Buffer Overflow vulnerability in the net/bootp.c in DENEX U-Boot from its initial commit in 2002 (3861aa5) up to today on any platform allows an attacker on the local network to leak memory from four up to 32 bytes of memory stored behind the packet to the network depending on the later use of DHCP-provided parameters via crafted DHCP responses.
This vulnerability carries a HIGH severity rating with a CVSS v3.1 score of 8.1, indicating it requires adjacent network access with relatively low complexity without requiring user interaction and does not require pre-existing privileges . The vulnerability impacts confidentiality (data exposure), and availability (service disruption) for affected systems. Impacting 1 product from denx organizations running these solutions should prioritize assessment and patching.

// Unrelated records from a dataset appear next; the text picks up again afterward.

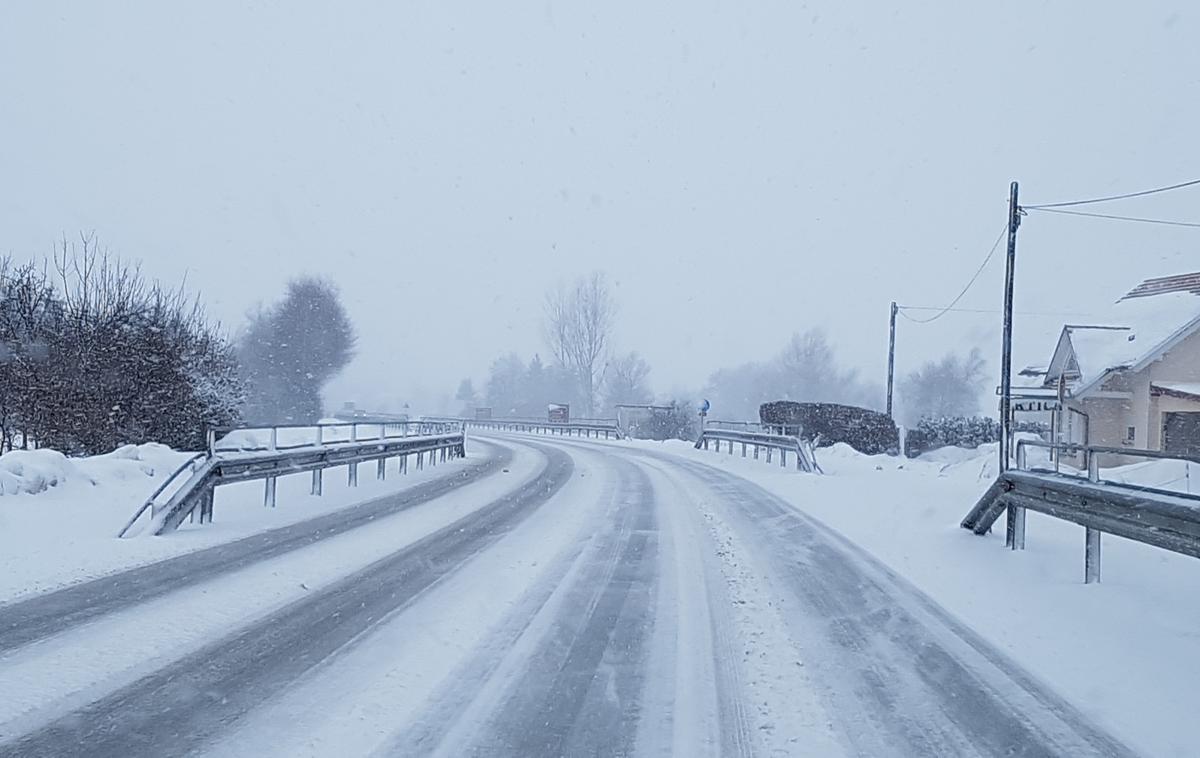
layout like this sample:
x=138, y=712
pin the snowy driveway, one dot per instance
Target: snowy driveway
x=585, y=600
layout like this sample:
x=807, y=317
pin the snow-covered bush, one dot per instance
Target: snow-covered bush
x=967, y=432
x=94, y=356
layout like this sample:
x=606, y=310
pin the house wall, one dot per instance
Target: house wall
x=1181, y=364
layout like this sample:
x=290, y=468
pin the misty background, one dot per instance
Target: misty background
x=739, y=174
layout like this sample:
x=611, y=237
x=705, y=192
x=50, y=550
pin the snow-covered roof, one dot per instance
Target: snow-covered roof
x=1188, y=389
x=1137, y=330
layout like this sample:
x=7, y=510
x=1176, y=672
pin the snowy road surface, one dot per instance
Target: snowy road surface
x=568, y=599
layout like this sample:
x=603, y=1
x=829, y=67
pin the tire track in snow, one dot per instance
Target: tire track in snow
x=581, y=687
x=35, y=618
x=904, y=675
x=177, y=709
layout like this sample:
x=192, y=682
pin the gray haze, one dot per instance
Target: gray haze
x=448, y=164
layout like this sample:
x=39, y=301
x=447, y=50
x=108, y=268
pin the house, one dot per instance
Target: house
x=1129, y=378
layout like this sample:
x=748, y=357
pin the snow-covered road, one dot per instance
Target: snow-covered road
x=574, y=599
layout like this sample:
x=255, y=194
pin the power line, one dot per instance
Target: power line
x=1145, y=221
x=995, y=246
x=993, y=311
x=1115, y=197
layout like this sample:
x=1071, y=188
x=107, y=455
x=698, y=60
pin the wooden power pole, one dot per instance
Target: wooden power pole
x=892, y=355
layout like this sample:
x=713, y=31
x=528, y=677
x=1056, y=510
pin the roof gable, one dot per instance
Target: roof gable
x=1146, y=323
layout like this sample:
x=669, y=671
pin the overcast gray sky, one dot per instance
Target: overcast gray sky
x=741, y=170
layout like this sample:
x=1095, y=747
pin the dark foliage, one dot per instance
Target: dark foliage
x=960, y=432
x=99, y=356
x=865, y=431
x=291, y=350
x=678, y=422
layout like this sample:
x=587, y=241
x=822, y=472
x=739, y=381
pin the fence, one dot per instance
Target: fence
x=803, y=450
x=237, y=455
x=1158, y=517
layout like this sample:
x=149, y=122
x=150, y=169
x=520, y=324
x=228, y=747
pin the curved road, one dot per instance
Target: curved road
x=604, y=600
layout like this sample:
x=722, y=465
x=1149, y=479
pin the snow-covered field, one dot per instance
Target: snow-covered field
x=59, y=516
x=1123, y=650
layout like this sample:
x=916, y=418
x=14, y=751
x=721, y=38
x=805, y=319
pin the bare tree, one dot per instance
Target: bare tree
x=625, y=380
x=946, y=387
x=579, y=325
x=293, y=349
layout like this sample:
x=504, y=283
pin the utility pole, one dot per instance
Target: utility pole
x=1006, y=367
x=1006, y=358
x=892, y=354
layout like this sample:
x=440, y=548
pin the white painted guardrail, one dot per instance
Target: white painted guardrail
x=1158, y=517
x=803, y=450
x=598, y=428
x=245, y=453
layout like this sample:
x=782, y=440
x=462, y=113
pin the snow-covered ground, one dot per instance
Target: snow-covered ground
x=604, y=597
x=59, y=516
x=1123, y=650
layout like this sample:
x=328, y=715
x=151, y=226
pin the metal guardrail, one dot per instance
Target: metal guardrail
x=606, y=428
x=1157, y=517
x=229, y=463
x=803, y=450
x=743, y=426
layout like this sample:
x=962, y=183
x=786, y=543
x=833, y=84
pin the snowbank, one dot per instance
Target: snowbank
x=34, y=471
x=59, y=516
x=1031, y=603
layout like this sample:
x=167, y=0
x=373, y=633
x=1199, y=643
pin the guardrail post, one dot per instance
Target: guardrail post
x=1018, y=528
x=1092, y=536
x=352, y=471
x=317, y=483
x=207, y=505
x=1091, y=555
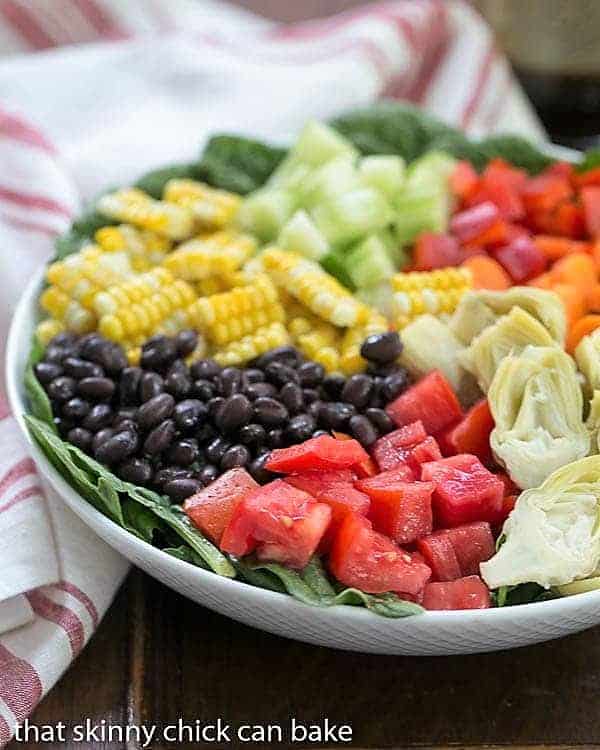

Reported in 2024, this vulnerability emerged during an era marked by increased sophistication in supply chain attacks, cloud infrastructure vulnerabilities, and software-as-a-service (SaaS) security challenges. Security practices during this period emphasized zero-trust architectures, container security, and API protection.
2024-08-23T15:15:16.323
2026-04-03T17:17:08.390
Analyzed
CVSSv3.1: 8.1 (HIGH)
SecUtils normalizes and enriches National Vulnerability Database (NVD) records by standardizing vendor and product identifiers, aggregating vulnerability metadata from both NVD and MITRE sources, and providing structured context for security teams. For denx's affected products, we extract Common Platform Enumeration (CPE) data, Common Weakness Enumeration (CWE) classifications, CVSS severity metrics, and reference data to enable rapid vulnerability prioritization and asset correlation. This record contains no exploit code, proof-of-concept instructions, or attack methodologies—only defensive intelligence necessary for patch management, risk assessment, and security operations.